Can MTP be combined with other inference optimization techniques?

Yes. MTP is complementary to many other optimizations including quantization (4-bit, 8-bit), KV-cache optimizations, and hardware upgrades. The best practice is to combine multiple techniques: quantize your model first (for memory and some latency gains), then apply MTP adaptation (for additional latency gains), then deploy on optimized serving infrastructure (for further improvements). These approaches address different parts of the inference pipeline and stack multiplicatively.

How much accuracy loss occurs with multi-token prediction?

Standard MTP without Conf Adapt can reduce accuracy by 10-15% for long-form generation because predicting further-ahead tokens is fundamentally harder. However, Conf Adapt mitigates this by falling back to single-token prediction when confidence is low, achieving 97-99% of original accuracy while preserving most latency gains. The accuracy-latency trade-off is tunable per model and workload.

What types of models can be adapted for MTP?

Any language model using standard transformer architecture with next-token prediction can theoretically be adapted for MTP. This includes decoder-only models (GPT-style), encoder-decoder models, and models with various optimization techniques (Mo E, windowed attention, SSM layers).

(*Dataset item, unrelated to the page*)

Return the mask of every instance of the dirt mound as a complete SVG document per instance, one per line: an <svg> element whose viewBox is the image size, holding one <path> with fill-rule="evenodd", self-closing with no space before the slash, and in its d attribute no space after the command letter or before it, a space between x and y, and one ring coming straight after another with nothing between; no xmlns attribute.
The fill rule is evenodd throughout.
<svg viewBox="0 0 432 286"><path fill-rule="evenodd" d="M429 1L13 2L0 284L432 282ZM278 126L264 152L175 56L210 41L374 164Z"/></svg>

The approach requires no architectural changes, only the addition of a single special token and retraining using self-distillation, making it broadly applicable across the ecosystem.

What is the practical speedup you can expect in production?

Production speedups typically range from 1.8x to 3x depending on model size, output length, and workload characteristics. Shorter sequences see lower speedups (~1.8x) because per-forward-pass overhead dominates. Longer sequences and reasoning models see higher speedups (2.5x to 3x). With Conf Adapt tuning for your specific use case, expect 2x to 2.5x as a conservative estimate for typical production workloads.